Amidst all the hype around the IPO, one needs to keep in mind that the portion allocated for retail investors is just 10% of the entire IPO size. Also, it is a loss-making company while Zomato narrowed losses to Rs 816.42 crore in FY21 from Rs 2,386 crore in FY20. It had reported a Rs 1,010 crore loss for FY19. Zomato in its DRHP said it expects costs to increase over time. “Our losses will continue, given significant investments expected towards growing our business,” the IPO filing documents said.
The Rs 9,375-crore public offer comprises fresh issuance of equity shares of Rs 9,000 crore, and an offer for sale of Rs 375 crore by existing selling shareholder Info Edge. The three day issue opens on July 14 and the bidding will close on July 16.
The price band of the IPO has been fixed at Rs 72-76 per share. Investors can bid for a minimum of 195 equity shares and in multiples, thereafter, translating to a minimum bidding amount of Rs 14,820 at the higher end of the price band. A retail investor can at max apply for 13 lots or 2535 shares for Rs 1,92,660.
The food delivery giant will utilise its net proceeds from fresh issue for funding organic and inorganic growth initiatives (Rs 6,750 crore); and general corporate purposes.
Ahead of the IPO, in the grey market, its shares are quoting at 86.50 implying a premium of Rs 10.50 or 13.81%. The grey market premium has almost halved to Rs 10.50 compared to Rs 18 when the company announced its IPO dates and price band.
Abhay Doshi, Founder of Unlisted Arena who tracks grey markets explains that the premium has fallen mostly due to Zomato being the first mover in the space so it’s difficult for the market to ascertain valuations as the company is still posting a loss.
Also, the size of IPO is too big which may be ensuring enough supply which may also be the reason. “Companies like Zomato will not be valued as per the traditional valuation methods. In spite of such companies posting losses, they are valued even more than some traditional giants. However, such disruptive businesses are a double-edged sword, as the entry of any big, pocketed player may pose a serious threat to the business,” Doshi added.

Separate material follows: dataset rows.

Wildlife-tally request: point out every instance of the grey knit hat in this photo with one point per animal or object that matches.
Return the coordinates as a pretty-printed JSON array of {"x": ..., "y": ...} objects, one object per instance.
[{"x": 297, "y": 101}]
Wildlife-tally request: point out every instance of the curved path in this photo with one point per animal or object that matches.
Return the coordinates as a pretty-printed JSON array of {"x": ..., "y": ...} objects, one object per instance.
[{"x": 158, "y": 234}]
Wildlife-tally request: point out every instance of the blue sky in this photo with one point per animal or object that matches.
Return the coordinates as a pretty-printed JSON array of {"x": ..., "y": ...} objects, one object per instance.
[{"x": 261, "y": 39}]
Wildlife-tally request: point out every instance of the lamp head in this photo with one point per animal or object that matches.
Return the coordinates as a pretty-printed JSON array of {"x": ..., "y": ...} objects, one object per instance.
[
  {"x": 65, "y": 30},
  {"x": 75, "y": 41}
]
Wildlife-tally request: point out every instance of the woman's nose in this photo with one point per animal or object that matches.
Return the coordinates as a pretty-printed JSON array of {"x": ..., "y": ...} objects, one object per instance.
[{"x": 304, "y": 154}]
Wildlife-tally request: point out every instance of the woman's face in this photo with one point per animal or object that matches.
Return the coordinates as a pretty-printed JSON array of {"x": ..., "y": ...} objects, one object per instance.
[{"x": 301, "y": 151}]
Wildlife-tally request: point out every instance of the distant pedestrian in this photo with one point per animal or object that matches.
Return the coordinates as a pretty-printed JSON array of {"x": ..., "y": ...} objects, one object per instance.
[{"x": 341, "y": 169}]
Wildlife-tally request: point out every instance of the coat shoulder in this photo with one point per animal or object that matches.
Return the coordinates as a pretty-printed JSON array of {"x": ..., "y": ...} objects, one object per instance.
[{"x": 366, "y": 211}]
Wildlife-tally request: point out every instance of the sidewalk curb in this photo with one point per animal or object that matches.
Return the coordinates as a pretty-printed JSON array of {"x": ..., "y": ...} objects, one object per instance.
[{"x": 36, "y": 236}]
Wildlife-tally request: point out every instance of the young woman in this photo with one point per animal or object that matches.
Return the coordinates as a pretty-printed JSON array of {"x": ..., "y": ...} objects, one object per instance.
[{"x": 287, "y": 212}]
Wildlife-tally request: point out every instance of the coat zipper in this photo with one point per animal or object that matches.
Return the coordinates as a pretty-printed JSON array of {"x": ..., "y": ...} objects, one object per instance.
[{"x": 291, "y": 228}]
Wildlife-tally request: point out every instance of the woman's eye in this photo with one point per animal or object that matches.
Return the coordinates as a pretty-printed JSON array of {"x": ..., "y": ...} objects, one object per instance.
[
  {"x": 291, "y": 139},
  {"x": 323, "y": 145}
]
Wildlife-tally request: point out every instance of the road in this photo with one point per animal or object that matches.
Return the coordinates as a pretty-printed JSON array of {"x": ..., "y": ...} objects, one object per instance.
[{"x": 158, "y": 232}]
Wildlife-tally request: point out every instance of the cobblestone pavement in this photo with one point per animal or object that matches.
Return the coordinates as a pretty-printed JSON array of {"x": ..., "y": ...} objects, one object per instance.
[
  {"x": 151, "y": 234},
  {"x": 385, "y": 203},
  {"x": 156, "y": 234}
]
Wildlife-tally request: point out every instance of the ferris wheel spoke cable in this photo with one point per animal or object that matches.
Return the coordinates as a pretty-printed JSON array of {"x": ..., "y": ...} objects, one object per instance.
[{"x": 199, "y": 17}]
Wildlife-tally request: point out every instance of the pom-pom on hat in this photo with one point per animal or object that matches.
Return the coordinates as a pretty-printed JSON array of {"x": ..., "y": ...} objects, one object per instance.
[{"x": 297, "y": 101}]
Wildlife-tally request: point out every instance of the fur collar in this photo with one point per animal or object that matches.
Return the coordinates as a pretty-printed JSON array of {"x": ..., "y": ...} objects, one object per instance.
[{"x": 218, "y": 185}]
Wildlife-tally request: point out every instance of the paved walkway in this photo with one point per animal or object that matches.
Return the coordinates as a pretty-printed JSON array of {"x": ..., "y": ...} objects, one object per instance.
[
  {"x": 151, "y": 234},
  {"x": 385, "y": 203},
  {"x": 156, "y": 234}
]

For a longer-term view, one needs to constantly track the company’s performance, acquisitions, expansions and whether the company is heading on the path of profitability on a continuous basis, cautioned Doshi.
Independent market expert SP Tulsian is of the opinion that Zomato’s IPO is an expensive serving. “Growth in food delivery/dining is secular, and Zomato is trying to play it via a first-mover IPO. But the evolving business model, requiring growth capital for scale-up and new verticals is unacceptable, which coupled with a competitive landscape and unjustified IPO pricing makes the risk-reward ratio unfavourable,” said Tulsian.
The issue is likely to finalize the basis of allotment by July 22, and the initialization of refunds will take place by July 23. While the credit of equity shares to depository accounts of the allottee will be done on July 26. The company is expected to make its stock market debut on July 27, 2021.